Les acquis enregistrés lui permettent dès l’élection suivante (en 1993) de s’imposer dans le trio de tête, derrière Diouf et Wade. La déferlante « folli » symbolisée par le fameux carton rouge a marqué les esprits. De plus en plus l’électorat, la jeunesse en particulier le porte, ce que confirmeront les bons résultats obtenus aux élections locales de 1996 où sa percée en Casamance Bignona et au Nord est notable ; il en sera de même aux législatives de 1998 avec 4 députés élus, sous sa conduite.

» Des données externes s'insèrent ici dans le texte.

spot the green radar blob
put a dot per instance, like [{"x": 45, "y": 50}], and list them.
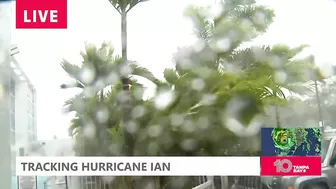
[{"x": 282, "y": 138}]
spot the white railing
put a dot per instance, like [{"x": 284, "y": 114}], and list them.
[{"x": 207, "y": 185}]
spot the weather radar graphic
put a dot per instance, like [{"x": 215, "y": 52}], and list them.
[{"x": 291, "y": 141}]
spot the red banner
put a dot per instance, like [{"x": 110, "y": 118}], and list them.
[
  {"x": 41, "y": 14},
  {"x": 291, "y": 166}
]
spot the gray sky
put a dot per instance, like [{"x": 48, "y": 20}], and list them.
[{"x": 155, "y": 29}]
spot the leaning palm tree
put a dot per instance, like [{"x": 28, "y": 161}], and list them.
[
  {"x": 227, "y": 34},
  {"x": 101, "y": 70},
  {"x": 123, "y": 7}
]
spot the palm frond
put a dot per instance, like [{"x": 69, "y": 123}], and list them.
[
  {"x": 138, "y": 70},
  {"x": 71, "y": 69}
]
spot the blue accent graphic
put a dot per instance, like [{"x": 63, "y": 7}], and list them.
[{"x": 290, "y": 142}]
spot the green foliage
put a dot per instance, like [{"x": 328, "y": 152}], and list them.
[{"x": 209, "y": 104}]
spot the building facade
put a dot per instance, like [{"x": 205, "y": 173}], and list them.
[{"x": 21, "y": 108}]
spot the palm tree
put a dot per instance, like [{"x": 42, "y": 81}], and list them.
[
  {"x": 100, "y": 71},
  {"x": 123, "y": 7},
  {"x": 241, "y": 22}
]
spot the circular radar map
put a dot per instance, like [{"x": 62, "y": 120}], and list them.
[{"x": 291, "y": 141}]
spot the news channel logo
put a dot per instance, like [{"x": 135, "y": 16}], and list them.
[{"x": 286, "y": 166}]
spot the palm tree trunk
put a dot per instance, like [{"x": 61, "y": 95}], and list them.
[
  {"x": 128, "y": 138},
  {"x": 318, "y": 105},
  {"x": 277, "y": 116}
]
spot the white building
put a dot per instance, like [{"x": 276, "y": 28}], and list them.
[
  {"x": 21, "y": 97},
  {"x": 62, "y": 147}
]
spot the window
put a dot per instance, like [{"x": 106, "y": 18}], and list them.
[
  {"x": 12, "y": 103},
  {"x": 12, "y": 121},
  {"x": 31, "y": 136},
  {"x": 13, "y": 137},
  {"x": 12, "y": 87},
  {"x": 30, "y": 123}
]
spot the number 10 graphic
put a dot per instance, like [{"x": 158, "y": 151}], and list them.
[{"x": 279, "y": 164}]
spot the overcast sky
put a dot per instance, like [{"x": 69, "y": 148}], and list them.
[{"x": 155, "y": 29}]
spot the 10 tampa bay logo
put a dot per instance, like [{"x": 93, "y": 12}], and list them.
[{"x": 286, "y": 166}]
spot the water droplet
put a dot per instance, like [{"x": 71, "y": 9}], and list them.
[
  {"x": 87, "y": 74},
  {"x": 198, "y": 84},
  {"x": 176, "y": 119},
  {"x": 223, "y": 44},
  {"x": 138, "y": 112},
  {"x": 155, "y": 130},
  {"x": 164, "y": 99},
  {"x": 189, "y": 144},
  {"x": 280, "y": 77},
  {"x": 131, "y": 127},
  {"x": 102, "y": 115}
]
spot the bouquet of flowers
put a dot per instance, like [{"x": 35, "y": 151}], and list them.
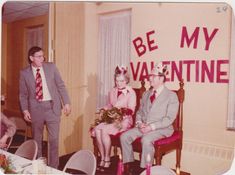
[
  {"x": 5, "y": 165},
  {"x": 113, "y": 115}
]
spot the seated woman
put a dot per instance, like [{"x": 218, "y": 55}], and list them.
[
  {"x": 8, "y": 129},
  {"x": 121, "y": 96}
]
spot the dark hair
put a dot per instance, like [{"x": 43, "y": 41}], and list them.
[
  {"x": 32, "y": 51},
  {"x": 122, "y": 71}
]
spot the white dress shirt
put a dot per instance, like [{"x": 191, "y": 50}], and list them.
[{"x": 45, "y": 91}]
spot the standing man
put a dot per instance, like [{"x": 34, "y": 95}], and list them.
[
  {"x": 154, "y": 119},
  {"x": 42, "y": 94}
]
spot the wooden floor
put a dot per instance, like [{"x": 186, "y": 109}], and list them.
[
  {"x": 63, "y": 159},
  {"x": 113, "y": 168}
]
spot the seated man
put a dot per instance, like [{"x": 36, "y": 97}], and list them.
[
  {"x": 7, "y": 130},
  {"x": 154, "y": 119}
]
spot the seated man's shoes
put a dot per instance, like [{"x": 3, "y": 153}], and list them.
[{"x": 128, "y": 169}]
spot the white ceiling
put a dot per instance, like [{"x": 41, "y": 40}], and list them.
[{"x": 17, "y": 10}]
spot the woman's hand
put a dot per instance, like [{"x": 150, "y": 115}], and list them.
[{"x": 3, "y": 141}]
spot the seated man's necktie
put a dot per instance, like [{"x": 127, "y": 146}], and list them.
[
  {"x": 153, "y": 96},
  {"x": 39, "y": 94}
]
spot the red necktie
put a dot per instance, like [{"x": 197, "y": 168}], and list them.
[
  {"x": 152, "y": 97},
  {"x": 119, "y": 93},
  {"x": 39, "y": 94}
]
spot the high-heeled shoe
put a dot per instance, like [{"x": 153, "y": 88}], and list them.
[
  {"x": 107, "y": 163},
  {"x": 102, "y": 163}
]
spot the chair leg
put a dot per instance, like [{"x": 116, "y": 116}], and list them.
[
  {"x": 178, "y": 158},
  {"x": 96, "y": 150}
]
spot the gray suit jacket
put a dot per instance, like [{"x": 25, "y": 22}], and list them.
[
  {"x": 161, "y": 113},
  {"x": 55, "y": 85}
]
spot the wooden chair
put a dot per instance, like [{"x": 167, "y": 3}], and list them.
[
  {"x": 164, "y": 145},
  {"x": 83, "y": 160},
  {"x": 28, "y": 150}
]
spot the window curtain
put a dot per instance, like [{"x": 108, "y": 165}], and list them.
[
  {"x": 231, "y": 93},
  {"x": 35, "y": 37},
  {"x": 114, "y": 49}
]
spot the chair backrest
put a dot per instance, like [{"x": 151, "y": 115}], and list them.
[
  {"x": 139, "y": 93},
  {"x": 28, "y": 150},
  {"x": 83, "y": 160},
  {"x": 180, "y": 93}
]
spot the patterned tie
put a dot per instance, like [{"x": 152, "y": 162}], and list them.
[
  {"x": 119, "y": 93},
  {"x": 152, "y": 97},
  {"x": 39, "y": 94}
]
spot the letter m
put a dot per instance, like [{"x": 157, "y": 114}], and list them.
[{"x": 185, "y": 37}]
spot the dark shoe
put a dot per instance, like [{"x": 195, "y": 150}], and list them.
[
  {"x": 107, "y": 164},
  {"x": 127, "y": 169}
]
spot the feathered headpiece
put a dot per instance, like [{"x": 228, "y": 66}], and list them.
[
  {"x": 121, "y": 70},
  {"x": 159, "y": 69}
]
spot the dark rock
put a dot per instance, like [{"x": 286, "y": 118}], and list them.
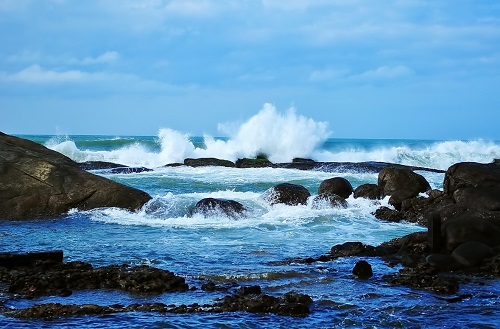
[
  {"x": 470, "y": 174},
  {"x": 362, "y": 270},
  {"x": 253, "y": 163},
  {"x": 367, "y": 191},
  {"x": 10, "y": 260},
  {"x": 391, "y": 180},
  {"x": 99, "y": 165},
  {"x": 130, "y": 170},
  {"x": 461, "y": 224},
  {"x": 350, "y": 249},
  {"x": 329, "y": 200},
  {"x": 290, "y": 194},
  {"x": 216, "y": 207},
  {"x": 399, "y": 196},
  {"x": 471, "y": 254},
  {"x": 202, "y": 162},
  {"x": 49, "y": 278},
  {"x": 388, "y": 214},
  {"x": 36, "y": 182},
  {"x": 337, "y": 185},
  {"x": 442, "y": 261}
]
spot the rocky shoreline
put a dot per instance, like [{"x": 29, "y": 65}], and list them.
[{"x": 462, "y": 238}]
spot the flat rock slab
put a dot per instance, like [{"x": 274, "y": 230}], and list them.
[{"x": 36, "y": 182}]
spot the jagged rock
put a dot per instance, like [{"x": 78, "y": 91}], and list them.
[
  {"x": 36, "y": 182},
  {"x": 337, "y": 185},
  {"x": 330, "y": 200},
  {"x": 253, "y": 163},
  {"x": 42, "y": 278},
  {"x": 213, "y": 207},
  {"x": 367, "y": 191},
  {"x": 474, "y": 184},
  {"x": 290, "y": 194},
  {"x": 362, "y": 270},
  {"x": 200, "y": 162},
  {"x": 394, "y": 179},
  {"x": 99, "y": 165}
]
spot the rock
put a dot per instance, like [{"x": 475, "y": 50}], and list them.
[
  {"x": 130, "y": 170},
  {"x": 337, "y": 185},
  {"x": 216, "y": 207},
  {"x": 399, "y": 196},
  {"x": 362, "y": 270},
  {"x": 43, "y": 278},
  {"x": 442, "y": 261},
  {"x": 471, "y": 254},
  {"x": 461, "y": 224},
  {"x": 392, "y": 179},
  {"x": 329, "y": 200},
  {"x": 367, "y": 191},
  {"x": 36, "y": 182},
  {"x": 253, "y": 163},
  {"x": 290, "y": 194},
  {"x": 471, "y": 174},
  {"x": 99, "y": 165},
  {"x": 10, "y": 260},
  {"x": 201, "y": 162},
  {"x": 474, "y": 184},
  {"x": 388, "y": 214},
  {"x": 350, "y": 249}
]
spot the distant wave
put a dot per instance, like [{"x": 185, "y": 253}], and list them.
[{"x": 281, "y": 137}]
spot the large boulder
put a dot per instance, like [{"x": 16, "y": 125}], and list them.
[
  {"x": 36, "y": 182},
  {"x": 401, "y": 184},
  {"x": 392, "y": 179},
  {"x": 215, "y": 207},
  {"x": 336, "y": 185},
  {"x": 290, "y": 194},
  {"x": 474, "y": 184},
  {"x": 460, "y": 224}
]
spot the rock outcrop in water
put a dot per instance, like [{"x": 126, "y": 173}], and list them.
[
  {"x": 36, "y": 182},
  {"x": 463, "y": 224}
]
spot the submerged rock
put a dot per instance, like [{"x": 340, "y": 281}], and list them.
[
  {"x": 290, "y": 194},
  {"x": 213, "y": 207},
  {"x": 36, "y": 182},
  {"x": 337, "y": 185}
]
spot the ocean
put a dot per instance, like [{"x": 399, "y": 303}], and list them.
[{"x": 247, "y": 250}]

En 2000, la Gauche dans son entièreté décide de se mettre derrière Abdoulaye Wade, président du parti libéral le Parti démocratique sénégalais (PDS) pour débouter le régime du Parti socialiste (PS), au pouvoir depuis 40 ans. A ce front « Coalition Alternance 2000 (CA2000) » il représente le courant de la nouvelle gauche, devenu And Jëf / PADS. Cette coalition a finalement permis la première alternance démocratique au Sénégal et l’élection de Abdoulaye Wade à la présidence de la République du Sénégal.

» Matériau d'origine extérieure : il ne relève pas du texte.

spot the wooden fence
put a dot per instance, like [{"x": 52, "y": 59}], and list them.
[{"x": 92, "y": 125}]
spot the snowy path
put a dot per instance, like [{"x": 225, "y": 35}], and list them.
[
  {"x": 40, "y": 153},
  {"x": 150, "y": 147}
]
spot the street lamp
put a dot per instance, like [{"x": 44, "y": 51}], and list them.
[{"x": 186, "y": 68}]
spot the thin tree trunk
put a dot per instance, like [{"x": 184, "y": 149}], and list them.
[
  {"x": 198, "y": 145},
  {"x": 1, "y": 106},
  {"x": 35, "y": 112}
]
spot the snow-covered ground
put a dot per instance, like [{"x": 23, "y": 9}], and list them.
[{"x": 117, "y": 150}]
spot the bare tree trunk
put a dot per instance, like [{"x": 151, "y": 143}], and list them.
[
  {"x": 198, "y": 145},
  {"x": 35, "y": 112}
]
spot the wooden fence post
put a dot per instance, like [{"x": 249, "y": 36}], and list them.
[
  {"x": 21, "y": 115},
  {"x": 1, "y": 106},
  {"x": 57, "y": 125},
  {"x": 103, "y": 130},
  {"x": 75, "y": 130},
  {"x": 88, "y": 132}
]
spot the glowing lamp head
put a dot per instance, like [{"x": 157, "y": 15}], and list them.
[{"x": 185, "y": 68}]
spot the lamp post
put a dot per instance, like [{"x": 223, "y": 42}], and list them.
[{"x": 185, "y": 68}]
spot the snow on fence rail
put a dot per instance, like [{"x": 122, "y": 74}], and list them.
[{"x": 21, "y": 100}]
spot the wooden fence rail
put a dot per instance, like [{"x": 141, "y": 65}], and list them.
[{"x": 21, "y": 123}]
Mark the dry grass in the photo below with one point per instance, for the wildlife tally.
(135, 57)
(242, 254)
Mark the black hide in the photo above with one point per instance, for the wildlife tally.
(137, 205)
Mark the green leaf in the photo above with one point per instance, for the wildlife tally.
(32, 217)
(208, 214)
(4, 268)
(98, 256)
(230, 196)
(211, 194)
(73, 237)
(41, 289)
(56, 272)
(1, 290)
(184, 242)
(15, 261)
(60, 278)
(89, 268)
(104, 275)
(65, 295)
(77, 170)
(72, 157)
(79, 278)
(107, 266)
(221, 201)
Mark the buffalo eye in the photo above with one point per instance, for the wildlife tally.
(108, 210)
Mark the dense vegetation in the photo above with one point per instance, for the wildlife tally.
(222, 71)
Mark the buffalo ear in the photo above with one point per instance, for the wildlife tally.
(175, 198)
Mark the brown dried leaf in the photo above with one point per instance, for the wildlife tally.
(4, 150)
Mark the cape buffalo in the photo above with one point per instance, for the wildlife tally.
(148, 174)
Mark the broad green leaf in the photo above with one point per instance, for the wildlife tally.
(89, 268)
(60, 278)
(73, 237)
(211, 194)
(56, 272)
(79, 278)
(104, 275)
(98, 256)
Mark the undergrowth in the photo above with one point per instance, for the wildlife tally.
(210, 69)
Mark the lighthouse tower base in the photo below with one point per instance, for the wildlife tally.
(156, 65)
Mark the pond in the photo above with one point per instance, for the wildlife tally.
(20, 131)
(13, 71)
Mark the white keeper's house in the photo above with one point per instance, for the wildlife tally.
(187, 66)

Comme les autres leaders de la Gauche, Landing participe au nom de AJ/ PADS au gouvernement de coalition. Pour la première fois, il accède à un portefeuille ministériel après avoir décliné de nombreuses offres dont celle qui lui a été faite à travers ma personne par le président A. Diouf avec l’entregent de Djibril Diouf, frère du Président et Amadou Bator Diop, ancien ministre, (Paix à leurs âmes !), lors d’un déjeuner dans une des suites de l’hôtel Téranga. Dans ce nouvel attelage issu de l’alternance Landing occupe le poste de Ministre des Mines, de l’artisanat et de l’industrie et initie des politiques et des stratégies innovantes pour l’industrialisation et la modernisation d[5]e l’artisanat. A l’échelle africaine, il joue un rôle de premier plan à la Conférence des Ministres de l’Industrie de l’Afrique (CAMI) et à l’Alliance pour l’Industrialisation de l’Afrique (AIA) et fait, sous le sceau de l’Organisation des Nations Unies pour le Développement Industriel (ONUDI), un vibrant plaidoyer pour l’industrialisation de l’Afrique.

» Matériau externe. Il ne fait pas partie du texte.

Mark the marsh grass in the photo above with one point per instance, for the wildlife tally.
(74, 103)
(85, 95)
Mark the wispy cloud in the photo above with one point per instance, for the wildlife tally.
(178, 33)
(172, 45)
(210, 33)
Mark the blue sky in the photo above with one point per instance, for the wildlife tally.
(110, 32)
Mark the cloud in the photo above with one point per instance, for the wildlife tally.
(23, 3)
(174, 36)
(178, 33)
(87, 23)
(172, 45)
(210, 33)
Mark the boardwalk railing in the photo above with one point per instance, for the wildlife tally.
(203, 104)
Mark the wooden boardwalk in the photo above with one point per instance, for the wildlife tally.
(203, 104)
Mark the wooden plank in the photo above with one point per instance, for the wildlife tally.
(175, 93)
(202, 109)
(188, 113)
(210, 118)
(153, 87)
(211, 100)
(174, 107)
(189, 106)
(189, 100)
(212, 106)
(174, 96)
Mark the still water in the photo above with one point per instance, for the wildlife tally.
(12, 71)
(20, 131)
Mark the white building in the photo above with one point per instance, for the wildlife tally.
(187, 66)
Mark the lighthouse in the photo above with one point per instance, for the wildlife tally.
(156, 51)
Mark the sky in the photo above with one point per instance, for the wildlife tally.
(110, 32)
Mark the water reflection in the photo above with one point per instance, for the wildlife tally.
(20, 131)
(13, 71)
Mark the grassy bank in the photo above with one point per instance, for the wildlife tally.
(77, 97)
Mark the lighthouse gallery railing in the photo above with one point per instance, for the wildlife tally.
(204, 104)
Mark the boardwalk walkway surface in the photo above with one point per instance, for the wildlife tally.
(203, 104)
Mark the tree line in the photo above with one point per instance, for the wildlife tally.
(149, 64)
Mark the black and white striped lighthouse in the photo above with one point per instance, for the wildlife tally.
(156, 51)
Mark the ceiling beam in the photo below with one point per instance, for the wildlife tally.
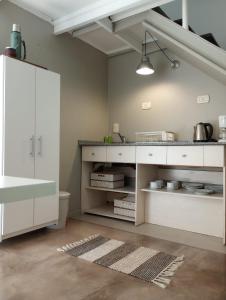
(84, 30)
(98, 10)
(131, 21)
(126, 37)
(130, 41)
(32, 10)
(107, 24)
(139, 9)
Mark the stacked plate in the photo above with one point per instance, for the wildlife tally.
(197, 188)
(217, 188)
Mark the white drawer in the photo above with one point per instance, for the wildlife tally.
(123, 154)
(214, 156)
(185, 155)
(151, 155)
(94, 153)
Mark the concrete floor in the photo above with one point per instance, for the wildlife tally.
(32, 269)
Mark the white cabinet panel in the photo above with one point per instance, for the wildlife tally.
(94, 153)
(214, 156)
(122, 154)
(46, 209)
(17, 216)
(185, 155)
(19, 119)
(151, 154)
(200, 215)
(19, 128)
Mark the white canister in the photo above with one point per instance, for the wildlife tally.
(160, 183)
(172, 185)
(154, 185)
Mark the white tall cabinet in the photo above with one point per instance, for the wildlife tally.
(29, 147)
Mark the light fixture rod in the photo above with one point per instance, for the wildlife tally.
(160, 48)
(185, 14)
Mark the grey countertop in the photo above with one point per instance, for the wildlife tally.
(177, 143)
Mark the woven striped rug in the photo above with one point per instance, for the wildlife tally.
(143, 263)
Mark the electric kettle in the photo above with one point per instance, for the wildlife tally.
(203, 132)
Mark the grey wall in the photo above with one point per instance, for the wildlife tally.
(83, 87)
(172, 93)
(205, 16)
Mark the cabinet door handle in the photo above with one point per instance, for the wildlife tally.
(32, 149)
(40, 146)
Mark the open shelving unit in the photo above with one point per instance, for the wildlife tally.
(183, 192)
(107, 210)
(178, 209)
(98, 200)
(124, 190)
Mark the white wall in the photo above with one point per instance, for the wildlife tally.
(172, 94)
(83, 72)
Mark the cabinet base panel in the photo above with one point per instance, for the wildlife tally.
(10, 235)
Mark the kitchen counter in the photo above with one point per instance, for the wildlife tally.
(177, 143)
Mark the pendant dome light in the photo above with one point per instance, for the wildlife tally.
(145, 67)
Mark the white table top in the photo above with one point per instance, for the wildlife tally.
(14, 189)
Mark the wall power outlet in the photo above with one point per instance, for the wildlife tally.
(146, 105)
(203, 99)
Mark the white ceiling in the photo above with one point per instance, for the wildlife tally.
(54, 9)
(82, 19)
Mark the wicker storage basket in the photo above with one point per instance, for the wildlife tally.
(124, 212)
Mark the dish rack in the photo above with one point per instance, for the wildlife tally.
(155, 136)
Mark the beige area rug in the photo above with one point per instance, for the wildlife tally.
(144, 263)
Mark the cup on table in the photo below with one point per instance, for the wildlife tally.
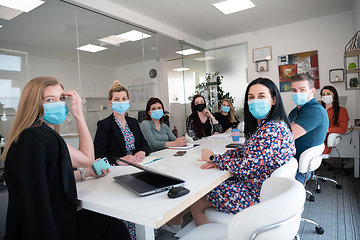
(235, 134)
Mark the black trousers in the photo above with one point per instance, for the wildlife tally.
(96, 226)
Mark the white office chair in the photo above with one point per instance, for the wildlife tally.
(333, 139)
(288, 170)
(309, 161)
(277, 216)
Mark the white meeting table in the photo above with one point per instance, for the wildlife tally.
(105, 196)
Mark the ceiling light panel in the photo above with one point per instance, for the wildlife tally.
(133, 35)
(188, 52)
(181, 69)
(91, 48)
(8, 13)
(21, 5)
(231, 6)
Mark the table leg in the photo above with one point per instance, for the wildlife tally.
(356, 167)
(144, 232)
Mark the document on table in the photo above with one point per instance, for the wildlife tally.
(188, 146)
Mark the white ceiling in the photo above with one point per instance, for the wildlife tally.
(49, 30)
(200, 19)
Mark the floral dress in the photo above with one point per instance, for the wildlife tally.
(271, 146)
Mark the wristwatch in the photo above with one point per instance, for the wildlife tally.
(82, 173)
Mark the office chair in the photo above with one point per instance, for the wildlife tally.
(277, 216)
(309, 161)
(333, 139)
(288, 170)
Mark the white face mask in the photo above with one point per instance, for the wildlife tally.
(327, 99)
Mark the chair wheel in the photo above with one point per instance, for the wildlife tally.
(319, 230)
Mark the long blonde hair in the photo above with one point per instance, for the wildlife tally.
(30, 109)
(231, 115)
(117, 87)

La rupture d’alliance avec le PDS de Abdoulaye Wade le conduit à poser sa candidature en 2007 sans succès. Cet échec a fait naître une grave crise au sein du parti AJ et a abouti à de profondes divisions et finalement à la scission en plusieurs groupes. D’autres partis de gauche subiront finalement le même sort de la fragmentation.
Ce chapitre controversé du parcours politique de AJ, plus généralement de la Gauche, relève de la responsabilité de tous et au premier plan de celle des dirigeants. D’abord écartons quelques malentendus et quelques jugements d’intention dont les motivations ne sont pas toujours marquées du sceau de l’objectivité.
De quoi cette crise historique qui a abouti à la quasi dislocation organisationnelle et au recul politique que de la Gauche est-elle le nom ? En s’affranchissant des principes idéologiques et des considérations de classes pour le triomphe du pragmatisme politique, la Gauche sénégalaise, dans son ensemble, a décidé à partir des années 90 de passer des politiques d’alliance tactique à de nouvelles formes de groupements stratégiques sous l’hégémonie de forces politiques et sociales qui ont objectivement intérêt à la continuité du système hérité de la colonisation, à travers la consolidation du présidentialisme néo colonial. Le bilan de cette politique de participation insuffisamment maîtrisée à ces différentes coalitions gouvernementales reste à approfondir en ayant comme boussole l’évaluation des avancées et des régressions en rapport avec le projet de libération nationale et d’émancipation sociale des masses populaires.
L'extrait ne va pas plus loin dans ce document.